1-1-2 Un morcellement du secteur social initié par la
culture du contrat
En trois décennies, les travailleurs sociaux sont
passés d'une pratique et d'une culture communes à un morcellement
des acteurs du social dû à rationalisation des pratiques dans une
logique gestionnaire qui contribue à les transformer en «
intervenants du singulier » [ION, 2006], face à un public
fragilisé par la pauvreté de masse.
On observe un glissement terminologique avec
l'émergence de termes comme « intervention sociale " ou «
intervenants sociaux », la notion d'intervenant marquant une
indétermination, une forme de fin du processus de professionnalisation
car ce terme englobe les professionnels et les bénévoles ou bien
des professions en contacts de publics spécifiques qui ont grandement
évolués avec le chômage de masse.
Le processus de reconnaissance du travail social est apparu
dans le contexte des « trente glorieuses " où des modalités
de rapports entre l'usager et le travailleur social se sont mises en place, ont
été transmises par les IRTS et ont permis une
professionnalisation des pratiques adaptées à des publics
ciblés (toxicomanes, sans domiciles fixes par exemple).
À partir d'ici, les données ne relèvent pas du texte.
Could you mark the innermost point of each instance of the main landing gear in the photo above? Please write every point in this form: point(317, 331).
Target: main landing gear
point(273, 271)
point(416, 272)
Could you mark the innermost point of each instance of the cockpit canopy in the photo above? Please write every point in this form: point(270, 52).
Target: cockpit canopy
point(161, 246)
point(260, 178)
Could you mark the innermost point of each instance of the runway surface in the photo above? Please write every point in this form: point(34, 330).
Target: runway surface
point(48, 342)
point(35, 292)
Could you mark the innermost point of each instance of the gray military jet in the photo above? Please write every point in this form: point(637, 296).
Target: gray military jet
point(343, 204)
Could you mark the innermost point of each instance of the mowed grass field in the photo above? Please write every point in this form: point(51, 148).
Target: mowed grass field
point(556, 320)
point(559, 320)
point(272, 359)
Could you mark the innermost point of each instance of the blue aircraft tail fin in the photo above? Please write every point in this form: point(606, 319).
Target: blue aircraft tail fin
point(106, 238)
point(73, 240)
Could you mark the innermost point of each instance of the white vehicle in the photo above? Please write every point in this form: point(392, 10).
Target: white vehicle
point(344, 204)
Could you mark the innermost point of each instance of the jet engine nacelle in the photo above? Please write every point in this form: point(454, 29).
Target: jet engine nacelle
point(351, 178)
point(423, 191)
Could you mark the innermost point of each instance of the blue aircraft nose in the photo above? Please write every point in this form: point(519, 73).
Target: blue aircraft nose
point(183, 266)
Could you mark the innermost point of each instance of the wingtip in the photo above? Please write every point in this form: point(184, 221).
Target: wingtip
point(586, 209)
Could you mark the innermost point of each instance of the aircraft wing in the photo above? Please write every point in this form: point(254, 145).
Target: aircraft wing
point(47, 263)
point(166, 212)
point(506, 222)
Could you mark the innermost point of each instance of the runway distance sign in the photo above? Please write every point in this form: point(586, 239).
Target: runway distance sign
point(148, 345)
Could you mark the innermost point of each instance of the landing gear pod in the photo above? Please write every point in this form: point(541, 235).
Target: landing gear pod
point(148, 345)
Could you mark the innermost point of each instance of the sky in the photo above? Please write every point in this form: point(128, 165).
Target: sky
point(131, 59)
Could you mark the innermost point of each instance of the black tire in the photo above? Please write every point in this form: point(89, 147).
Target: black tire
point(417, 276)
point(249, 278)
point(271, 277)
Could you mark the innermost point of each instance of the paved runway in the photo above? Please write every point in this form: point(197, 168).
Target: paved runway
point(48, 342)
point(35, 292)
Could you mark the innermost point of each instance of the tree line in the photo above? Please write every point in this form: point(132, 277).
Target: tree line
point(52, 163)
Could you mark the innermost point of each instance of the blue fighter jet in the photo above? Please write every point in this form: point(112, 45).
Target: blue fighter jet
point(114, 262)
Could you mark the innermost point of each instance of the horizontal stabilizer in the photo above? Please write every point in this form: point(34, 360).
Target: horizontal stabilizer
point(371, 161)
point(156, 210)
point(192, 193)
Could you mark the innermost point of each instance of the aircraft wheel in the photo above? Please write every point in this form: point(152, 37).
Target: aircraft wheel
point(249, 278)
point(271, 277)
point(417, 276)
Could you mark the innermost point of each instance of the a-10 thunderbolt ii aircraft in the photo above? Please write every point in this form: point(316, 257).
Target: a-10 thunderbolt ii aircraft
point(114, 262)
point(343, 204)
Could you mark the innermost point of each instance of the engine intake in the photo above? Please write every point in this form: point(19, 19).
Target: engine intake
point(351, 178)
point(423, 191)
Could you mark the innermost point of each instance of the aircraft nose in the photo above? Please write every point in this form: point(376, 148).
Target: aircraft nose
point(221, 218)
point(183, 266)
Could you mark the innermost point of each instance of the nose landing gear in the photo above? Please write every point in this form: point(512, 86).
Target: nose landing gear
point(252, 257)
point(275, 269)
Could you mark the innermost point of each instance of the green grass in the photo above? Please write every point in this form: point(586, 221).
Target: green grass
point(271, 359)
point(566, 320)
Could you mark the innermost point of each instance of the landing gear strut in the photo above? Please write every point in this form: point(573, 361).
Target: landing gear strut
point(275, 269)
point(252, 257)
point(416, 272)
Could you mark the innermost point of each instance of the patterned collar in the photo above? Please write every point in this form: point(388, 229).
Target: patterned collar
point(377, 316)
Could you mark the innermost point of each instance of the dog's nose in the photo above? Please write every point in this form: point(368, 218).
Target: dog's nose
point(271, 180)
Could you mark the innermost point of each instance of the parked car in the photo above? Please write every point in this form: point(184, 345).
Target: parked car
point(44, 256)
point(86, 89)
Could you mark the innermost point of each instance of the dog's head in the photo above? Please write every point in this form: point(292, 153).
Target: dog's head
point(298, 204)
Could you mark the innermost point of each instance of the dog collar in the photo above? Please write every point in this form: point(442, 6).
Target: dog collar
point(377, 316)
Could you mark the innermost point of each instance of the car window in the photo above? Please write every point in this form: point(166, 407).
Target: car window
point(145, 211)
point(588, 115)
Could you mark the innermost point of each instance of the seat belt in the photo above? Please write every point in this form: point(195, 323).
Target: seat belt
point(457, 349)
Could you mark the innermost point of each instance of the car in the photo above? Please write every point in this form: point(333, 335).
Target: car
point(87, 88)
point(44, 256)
Ce lien entre
usagers et travail social est grandement complexifié : aujourd'hui,
architectes, urbanistes, économistes, géographes, sociologues
apportent d'autres références et d'autres rapports au temps et au
politique que les travailleurs sociaux « traditionnels ".
Ainsi les formateurs du GRETA, ou bien de l'AFPA ou bien les
agents du Pôle Emploi, mais également tous les acteurs de la
Politique de la Ville et des politiques transversales de lutte contre
l'exclusion, peuvent développer des aptitudes traditionnellement
utilisées par les travailleurs sociaux. Le développement de la
pauvreté de masse a, de surcroît, remis au goût du jour le
bénévolat avec les militants des restos du coeur ou d'autres
organisations caritatives, ou bien les semi-professionnels des fondations, par
exemple. Il existe, ainsi, une mise en cause des Travailleurs Sociaux qui
vient, dans un premier temps, de leur mise en concurrence avec les
bénévoles ou les semi-professionnels mais, également, de
la nécessité pour tous les métiers de contact, dans les
zones difficiles notamment, d'utiliser des techniques d'entretien dans le face
à face avec l'usager.
Le pilotage des nouveaux dispositifs qui ont accompagné
les lois de décentralisation a nécessité le recrutement de
cadres qui viennent des sciences de l'administration et de la gestion.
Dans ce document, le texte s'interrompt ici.